As it happens, this issue follows on from the previous one in a rather unexpectedly abrupt fashion. If you remember, the last issue ended with Valda, the Iron Maiden (a relatively obscure supporting character from the Arak: The Son of Thunder series from the 80s), getting embroiled in a bar fight in downtown Boston. This issue begins a few seconds later, shortly after that fight has resulted in the unpleasant and ultimately fatal stabbing of one of the bar's patrons. When Diana arrives on the suitably impressive title page, the reader would be forgiven for assuming that the issue will be a straightforward one involving Diana bringing Valda to justice. And he or she would be wrong.

Admittedly, there are mitigating circumstances surrounding the killing. While the other patrons at the bar are quick to point out that the fallen man was trying to "talk sense" into Valda, there is a knife on the floor next to the body which lends credence to her story that he attacked her. (Although why he thought attacking an armed, possibly mentally deranged woman in armor was a good idea, I'm not entirely sure.) Good job that Diana's got that police detective following her around, isn't it? Well, about that…



It is true that Detective Nunes shows up in the company of a helicopter-riding armed response unit later on, but she doesn't show up before Wonder Woman and Valda have done precisely what you would expect in a comic book – fight. You would think that this would be a short-lived affair, but, again, you would be wrong. Valda, despite (as far as I know) possessing no superpowers to speak of, more than holds her own against Diana in a battle-conversation that lasts six pages. This is nice if you appreciate Max Raynor's pleasingly dynamic art, but not so great if you appreciate naturalistic or subtle speech. And, yes, I know I'm banging on about Steve Orlando's dialogue again and, to be fair if there's anywhere where a penchant for cod-Shakespearean flourishes and grand declarations of intent is allowable, it should be a fight in a Wonder Woman book featuring a medieval warrior maiden, but the lack of variation and subtlety in tone renders the whole thing a lot flatter and more verbose than it should be. The tendency of superhero comic book writers to meld action and exposition into one clunky behemoth of gorgeous-looking unreadability has, admittedly, been a feature of the genre for as long as I can remember, but what conveyed charm and excitement fifty years ago feels a bit… bizarre now.
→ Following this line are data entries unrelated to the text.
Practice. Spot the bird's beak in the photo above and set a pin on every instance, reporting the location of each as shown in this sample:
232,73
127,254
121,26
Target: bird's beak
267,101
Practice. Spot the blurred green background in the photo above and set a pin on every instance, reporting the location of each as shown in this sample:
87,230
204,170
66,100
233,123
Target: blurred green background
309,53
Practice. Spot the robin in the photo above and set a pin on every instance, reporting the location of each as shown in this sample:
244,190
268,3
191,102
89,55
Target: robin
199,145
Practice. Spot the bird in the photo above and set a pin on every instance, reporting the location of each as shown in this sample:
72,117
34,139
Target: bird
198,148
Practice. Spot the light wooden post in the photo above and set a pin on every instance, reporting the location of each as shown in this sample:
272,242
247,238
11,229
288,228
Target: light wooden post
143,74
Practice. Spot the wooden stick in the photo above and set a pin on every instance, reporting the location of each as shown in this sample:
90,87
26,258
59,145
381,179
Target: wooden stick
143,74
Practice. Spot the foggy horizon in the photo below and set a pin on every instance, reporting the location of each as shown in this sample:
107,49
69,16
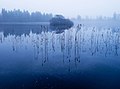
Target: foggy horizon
69,9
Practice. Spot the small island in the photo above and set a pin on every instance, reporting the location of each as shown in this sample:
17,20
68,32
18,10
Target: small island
59,20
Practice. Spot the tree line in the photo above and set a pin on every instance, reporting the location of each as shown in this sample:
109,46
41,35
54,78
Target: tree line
24,16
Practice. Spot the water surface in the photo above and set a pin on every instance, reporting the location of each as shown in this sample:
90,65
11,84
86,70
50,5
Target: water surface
39,57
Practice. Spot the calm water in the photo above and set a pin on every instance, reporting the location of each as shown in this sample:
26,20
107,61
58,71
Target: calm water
39,57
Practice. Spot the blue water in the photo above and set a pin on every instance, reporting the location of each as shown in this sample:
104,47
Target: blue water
38,57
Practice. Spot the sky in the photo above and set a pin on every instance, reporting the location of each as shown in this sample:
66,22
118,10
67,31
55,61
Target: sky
68,8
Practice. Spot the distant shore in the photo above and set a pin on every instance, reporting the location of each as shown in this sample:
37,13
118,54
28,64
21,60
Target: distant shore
24,23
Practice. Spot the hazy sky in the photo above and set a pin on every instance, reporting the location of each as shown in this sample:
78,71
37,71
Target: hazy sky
69,8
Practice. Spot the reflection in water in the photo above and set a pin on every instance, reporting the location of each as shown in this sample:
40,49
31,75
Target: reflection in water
72,42
71,49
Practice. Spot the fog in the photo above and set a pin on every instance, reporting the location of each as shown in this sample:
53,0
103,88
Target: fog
68,8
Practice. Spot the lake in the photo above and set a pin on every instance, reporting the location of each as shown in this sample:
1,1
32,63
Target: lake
40,57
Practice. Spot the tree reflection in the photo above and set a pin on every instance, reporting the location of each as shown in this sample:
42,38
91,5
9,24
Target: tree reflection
67,45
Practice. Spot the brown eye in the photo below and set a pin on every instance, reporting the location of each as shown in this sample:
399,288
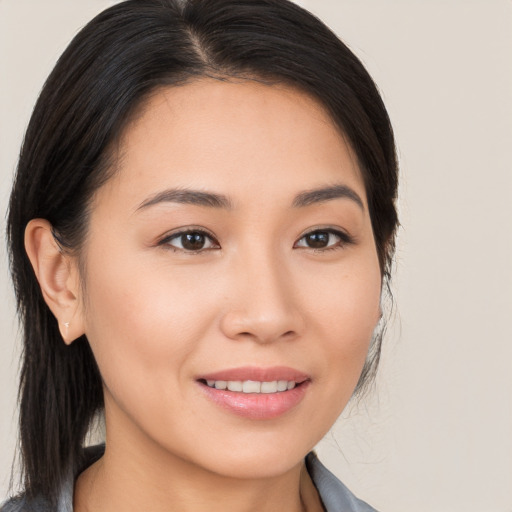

Particularly when the fight ends with Diana, having effectively (finally!) beaten Valda after shattering her sword with her own, handing her weapon to Valda in a move that echoes the ending of Orlando's five-issue arc a year ago when Diana did something similar with Superwoman's lasso and Artemis. Eventually, she'll run out of super weapons to give away to misunderstood warrior women with whom she wants to make friends, but not today, obviously. Meanwhile, in a bar in Boston – and in that niggling corner of my mind – an unnamed man's blood-drenched body lies cooling…



But let's not worry about that! Not when there's an invisible plane for Diana to show off to her new BFF and a giant metal monster to confront on the issue's final page! Hurrah! Action! Sisterhood! Togetherness! It's. All. Good.

Oh, and there's some stuff about Paula von Gunther, Devastation and Leviathan that I didn't understand or care about all that much, although the news that von Gunther was descended from Valkyries (is this an Odyssey of the Amazons thing?) surprised me and Raynor's art rather blew me away at this point, too.

Speaking of Raynor, he's rather good. His facial features remind me a bit of Bilquis Evely's although without quite the same level of delicacy; his action sequences are impressively bold. He's a keeper, I think. As for this issue, it's a perfectly serviceable piece of disposable pop culture provided you don't mind a much-loved character teaming up with someone who brought a sword to a knife fight. (This could, of course, all be part of Orlando's masterplan. Perhaps, the dead guy has a sister who's going to swear to avenge him and take up the fight against armor-wearing warrior women everywhere. Hope Diana hasn't run out of ancient magical weapons to give away by then.)

Bits and Pieces:

Dynamic art and a cameo from the dark ages keep the action chugging along respectably enough, although Orlando arguably overdoes the compassionate Diana bit at times. Not mind-blowing but not terrible either.